Bavaria: Alex is allowed to continue operating between Munich and Prague – Bavaria

“It’s never been this bad!” Those who commuted from Munich to Regensburg on the Alex train last summer often heard this sentence. Or from Schwandorf to Regensburg. Or even traveled to Prague for a weekend. Either it was full or there was no train at all. You also traveled quite often by bus – for the fact that you had actually booked a train journey. Still, it was cheap. All of this was available for just nine euros for three months.

By the end of September, the Länderbahn from Viechtach, Lower Bavaria, had canceled about a third of its Alex trains, which were notoriously unpunctual anyway and which run on the Munich-Prague train route, because too many employees were on sick leave or on vacation. Many transport companies had to struggle with the Corona summer wave, but only with the Alex did it lead to such massive failures. The reason for this is also the locomotive-car trains of the Alex, which make it necessary for a specially trained train attendant to travel with them, as Wolfgang Oeser, spokesman for the Bavarian Railway Company (BEG), which orders regional rail transport for the Free State, explains. “The Alex trains are not allowed to run without these train attendants.” This means an even higher risk of train cancellations due to sick leave.

This company, of all people, has now been awarded the contract for the route from Munich to Prague by this same BEG. The route to Hof, which runs parallel to Schwandorf, will continue to be operated by DB Regio.

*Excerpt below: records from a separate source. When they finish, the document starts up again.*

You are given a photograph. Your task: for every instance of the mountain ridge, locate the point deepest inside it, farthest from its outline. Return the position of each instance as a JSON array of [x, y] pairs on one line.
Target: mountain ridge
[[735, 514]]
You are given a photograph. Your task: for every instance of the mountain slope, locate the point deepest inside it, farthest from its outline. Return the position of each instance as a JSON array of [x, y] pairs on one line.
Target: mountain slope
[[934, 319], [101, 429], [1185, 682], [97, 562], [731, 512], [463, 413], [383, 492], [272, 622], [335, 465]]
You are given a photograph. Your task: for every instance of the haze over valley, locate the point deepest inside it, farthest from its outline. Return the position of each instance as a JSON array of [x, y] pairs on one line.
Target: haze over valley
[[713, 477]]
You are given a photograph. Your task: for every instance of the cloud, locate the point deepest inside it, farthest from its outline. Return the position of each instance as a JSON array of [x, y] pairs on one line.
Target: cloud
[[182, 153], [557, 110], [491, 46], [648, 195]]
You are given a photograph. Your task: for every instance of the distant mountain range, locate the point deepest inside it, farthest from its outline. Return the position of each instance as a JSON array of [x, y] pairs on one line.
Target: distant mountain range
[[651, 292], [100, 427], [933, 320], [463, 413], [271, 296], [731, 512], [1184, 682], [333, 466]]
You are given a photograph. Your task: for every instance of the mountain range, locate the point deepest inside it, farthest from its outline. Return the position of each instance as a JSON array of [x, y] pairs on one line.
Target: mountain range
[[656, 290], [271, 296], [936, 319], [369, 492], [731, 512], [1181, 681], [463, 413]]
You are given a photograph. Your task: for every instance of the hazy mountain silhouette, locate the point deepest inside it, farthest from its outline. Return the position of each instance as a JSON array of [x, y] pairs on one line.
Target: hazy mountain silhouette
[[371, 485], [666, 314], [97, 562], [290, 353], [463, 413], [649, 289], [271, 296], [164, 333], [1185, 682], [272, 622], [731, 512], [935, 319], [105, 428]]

The Alex has been at the bottom of the BEG punctuality ranking for years. He was able to improve the quality of service, such as cleanliness or customer orientation of the train staff, but at a low level. In railway forums and comment columns, the partially “historical” wagons are lamented, which are not only a challenge for wheelchair users.

Commuters were all the more relieved when the BEG initially awarded the ÖBB subsidiary Allegra the contract for the route. The Austrian Federal Railway has a good reputation among Bavarian train drivers, is considered punctual and clean, and there are also sockets and the Internet. The joy didn’t last long. In July, the procurement chamber of southern Bavaria conceded the BEG decision, one of the losing bidders – presumably the state railway – had lodged an objection. There were doubts as to whether Allegra would be able to rely on the necessary financial and technical support from the parent company ÖBB.

53 percent of the delays are due to the overloaded rail infrastructure

So now again unpunctual Alex trains. However, the provincial railways are not solely to blame for this misery. “The transport company itself was responsible for 35 percent of the delays,” calculates BEG spokesman Oeser. However, 53 percent of the delays on the Alex in 2021 are caused by the railway infrastructure. For example, through the 150-kilometer single-track route from Schwandorf to Pilsen or the section from Freising to Munich, which is completely overloaded. Also, long sections of the route are not yet electrified, which sometimes makes it necessary to change locomotives.

Improvements to the Munich-Prague route have been called for for years. The declared goal – for example by Interior Minister Joachim Herrmann at the first Bavarian-Czech railway summit in 2017 – was to reduce the travel time from more than six hours to just over four. This has not changed the net travel time of commuters for years. In the meantime, the “East Corridor South” from Hof ​​via Weiden to Regensburg as well as the route from Nuremberg towards the Czech border are mentioned in the traffic light coalition agreement as a “systemically important railway line”.

Small improvements can be expected from December 2023 – not because of but in spite of the Alex. The lines from Prague and Hof then no longer have to be coupled together in Schwandorf in Upper Palatinate, but continue alternately to Munich. This results in an hourly direct connection. By eliminating shunting, the BEG hopes to save time and that “delays in one part of the train will no longer be transferred to the other part of the train.” You don’t save hours with it, but a few minutes – and nerves.